L'APCE préoccupée par la situation des droits de l’homme et le fonctionnement de la justice Azerbaïdjan

L’Assemblée parlementaire du Conseil de l’Europe (APCE), réunie en session plénière à Strasbourg, reste préoccupée par la situation des droits de l’homme et le fonctionnement de la justice en Azerbaïdjan, et regrette que la présidence azerbaïdjanaise de 2014 ait coïncidé avec « des atteintes aux droits de l’homme sans précédent ».

Dans une résolution adoptée sur la base du rapport d’Alain Destexhe (Belgique, ADLE), l’APCE s’inquiète en particulier « des poursuites et de la détention rapportées de responsables d’ONG, de défenseurs des droits de l’homme, d’activistes politiques, de journalistes, et de blogueurs », malgré la libération courant 2016 de certains d’entre eux.

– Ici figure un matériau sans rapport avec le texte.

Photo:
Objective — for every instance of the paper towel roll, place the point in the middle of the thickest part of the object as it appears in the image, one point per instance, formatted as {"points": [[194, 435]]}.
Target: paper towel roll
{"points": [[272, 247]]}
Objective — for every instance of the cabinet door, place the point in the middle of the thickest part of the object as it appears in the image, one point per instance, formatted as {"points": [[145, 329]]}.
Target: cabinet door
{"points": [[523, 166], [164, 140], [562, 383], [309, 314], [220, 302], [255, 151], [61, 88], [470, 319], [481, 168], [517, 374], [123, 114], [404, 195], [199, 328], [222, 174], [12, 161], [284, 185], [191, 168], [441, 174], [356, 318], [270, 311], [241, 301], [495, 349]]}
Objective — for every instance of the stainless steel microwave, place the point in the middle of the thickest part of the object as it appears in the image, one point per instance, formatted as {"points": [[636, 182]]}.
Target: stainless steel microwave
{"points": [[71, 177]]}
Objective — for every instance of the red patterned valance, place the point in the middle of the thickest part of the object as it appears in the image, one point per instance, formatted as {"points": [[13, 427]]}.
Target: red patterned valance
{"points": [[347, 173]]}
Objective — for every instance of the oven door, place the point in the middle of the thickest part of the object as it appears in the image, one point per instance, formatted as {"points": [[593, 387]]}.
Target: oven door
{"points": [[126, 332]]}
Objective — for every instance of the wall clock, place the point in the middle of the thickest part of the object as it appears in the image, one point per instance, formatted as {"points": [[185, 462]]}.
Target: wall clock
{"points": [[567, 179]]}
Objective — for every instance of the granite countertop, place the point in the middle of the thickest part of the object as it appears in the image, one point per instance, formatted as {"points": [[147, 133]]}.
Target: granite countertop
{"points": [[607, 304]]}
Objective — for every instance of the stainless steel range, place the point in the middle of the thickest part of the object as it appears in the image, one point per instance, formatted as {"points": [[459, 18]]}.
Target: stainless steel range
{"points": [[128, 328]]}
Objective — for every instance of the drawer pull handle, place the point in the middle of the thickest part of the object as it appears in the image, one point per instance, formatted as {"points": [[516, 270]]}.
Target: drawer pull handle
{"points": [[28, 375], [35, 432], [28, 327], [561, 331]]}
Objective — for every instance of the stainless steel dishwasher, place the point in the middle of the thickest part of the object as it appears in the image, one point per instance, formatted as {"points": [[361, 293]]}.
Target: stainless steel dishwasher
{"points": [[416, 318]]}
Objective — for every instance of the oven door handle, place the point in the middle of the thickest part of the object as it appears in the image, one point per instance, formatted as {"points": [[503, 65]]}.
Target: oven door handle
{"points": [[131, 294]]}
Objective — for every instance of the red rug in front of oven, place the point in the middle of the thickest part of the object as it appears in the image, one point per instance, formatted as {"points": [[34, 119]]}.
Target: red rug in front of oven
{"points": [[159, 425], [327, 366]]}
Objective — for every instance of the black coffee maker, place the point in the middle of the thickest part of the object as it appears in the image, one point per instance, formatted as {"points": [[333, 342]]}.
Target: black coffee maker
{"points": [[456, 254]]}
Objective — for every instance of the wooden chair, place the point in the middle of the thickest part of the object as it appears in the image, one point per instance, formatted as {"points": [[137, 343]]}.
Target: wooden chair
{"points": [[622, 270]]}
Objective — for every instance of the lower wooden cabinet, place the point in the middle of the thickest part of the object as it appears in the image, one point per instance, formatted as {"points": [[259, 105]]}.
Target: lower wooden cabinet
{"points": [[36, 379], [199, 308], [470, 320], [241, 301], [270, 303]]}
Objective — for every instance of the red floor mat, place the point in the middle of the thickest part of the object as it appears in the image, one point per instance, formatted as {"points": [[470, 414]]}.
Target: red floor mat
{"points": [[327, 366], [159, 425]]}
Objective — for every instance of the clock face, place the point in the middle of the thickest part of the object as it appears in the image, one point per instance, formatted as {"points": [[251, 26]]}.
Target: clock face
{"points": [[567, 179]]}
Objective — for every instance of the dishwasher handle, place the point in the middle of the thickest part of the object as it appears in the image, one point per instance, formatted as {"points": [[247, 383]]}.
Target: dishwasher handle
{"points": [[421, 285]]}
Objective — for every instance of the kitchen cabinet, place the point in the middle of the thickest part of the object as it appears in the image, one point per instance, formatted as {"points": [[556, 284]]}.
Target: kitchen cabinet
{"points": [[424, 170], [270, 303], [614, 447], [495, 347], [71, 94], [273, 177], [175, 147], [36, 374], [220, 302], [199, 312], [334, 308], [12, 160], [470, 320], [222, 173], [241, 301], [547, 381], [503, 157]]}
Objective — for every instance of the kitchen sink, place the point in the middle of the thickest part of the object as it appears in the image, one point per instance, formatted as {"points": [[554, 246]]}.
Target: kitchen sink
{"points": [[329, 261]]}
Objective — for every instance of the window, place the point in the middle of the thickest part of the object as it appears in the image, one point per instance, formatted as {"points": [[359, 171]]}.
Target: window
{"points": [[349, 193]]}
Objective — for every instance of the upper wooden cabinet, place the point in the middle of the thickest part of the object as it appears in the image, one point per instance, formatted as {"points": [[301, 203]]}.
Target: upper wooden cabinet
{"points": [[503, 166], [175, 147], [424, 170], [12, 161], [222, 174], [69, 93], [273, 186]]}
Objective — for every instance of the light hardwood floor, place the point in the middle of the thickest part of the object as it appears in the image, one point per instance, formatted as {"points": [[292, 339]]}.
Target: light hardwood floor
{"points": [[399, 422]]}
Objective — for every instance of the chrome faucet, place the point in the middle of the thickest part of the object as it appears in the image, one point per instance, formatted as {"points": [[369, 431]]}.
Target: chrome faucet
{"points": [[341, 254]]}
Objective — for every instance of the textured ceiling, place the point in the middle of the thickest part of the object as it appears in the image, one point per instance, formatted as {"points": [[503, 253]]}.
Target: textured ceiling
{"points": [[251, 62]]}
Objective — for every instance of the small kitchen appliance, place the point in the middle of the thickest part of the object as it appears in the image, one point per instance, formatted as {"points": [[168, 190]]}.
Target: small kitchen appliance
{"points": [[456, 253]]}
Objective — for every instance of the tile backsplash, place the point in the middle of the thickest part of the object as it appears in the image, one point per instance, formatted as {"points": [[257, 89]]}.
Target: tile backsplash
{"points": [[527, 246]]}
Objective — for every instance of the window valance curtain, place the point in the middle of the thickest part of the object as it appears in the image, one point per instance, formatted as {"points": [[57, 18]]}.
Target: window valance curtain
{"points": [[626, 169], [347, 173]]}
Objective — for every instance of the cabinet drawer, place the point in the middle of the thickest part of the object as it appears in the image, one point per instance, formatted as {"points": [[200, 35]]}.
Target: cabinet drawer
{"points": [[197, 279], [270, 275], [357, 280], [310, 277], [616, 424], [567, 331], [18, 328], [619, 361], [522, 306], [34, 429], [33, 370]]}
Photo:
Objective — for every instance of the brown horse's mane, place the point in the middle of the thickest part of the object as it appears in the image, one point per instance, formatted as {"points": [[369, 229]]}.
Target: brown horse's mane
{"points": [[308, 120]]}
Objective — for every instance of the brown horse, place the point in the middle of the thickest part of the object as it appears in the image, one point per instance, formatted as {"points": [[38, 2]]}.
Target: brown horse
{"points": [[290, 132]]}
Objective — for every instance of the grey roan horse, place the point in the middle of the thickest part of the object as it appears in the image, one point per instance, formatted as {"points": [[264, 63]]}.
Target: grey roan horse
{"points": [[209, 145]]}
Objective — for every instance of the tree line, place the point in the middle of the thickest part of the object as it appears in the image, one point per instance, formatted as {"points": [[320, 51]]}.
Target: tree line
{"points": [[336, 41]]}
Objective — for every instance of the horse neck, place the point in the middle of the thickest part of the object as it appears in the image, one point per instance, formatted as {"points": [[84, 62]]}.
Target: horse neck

L’Assemblée constate aussi avec préoccupation que des rapports font état d’un lien entre le gouvernement azerbaïdjanais et un système de blanchiment de capitaux à grande échelle, qui a fonctionné dans les années 2012 à 2014 et a notamment servi à influencer l’action de membres de l’Assemblée à l’égard de la situation des droits de l’homme en Azerbaïdjan. Elle a appelé les autorités à ouvrir sans tarder une enquête indépendante et impartiale sur ces allégations.

Les parlementaires s’inquiètent également des cas de « torture et de traitements inhumains ou dégradants lors de l’arrestation, de la garde à vue dans les commissariats de police et dans les établissements pénitentiaires et de l’absence d’enquêtes, des violations du droit à un procès équitable et des violations du droit à la liberté d’expression, d’association et de réunion ». En même temps, ils ont salué le décret présidentiel sur l’amélioration du fonctionnement du système pénitentiaire et l’humanisation des politiques pénales.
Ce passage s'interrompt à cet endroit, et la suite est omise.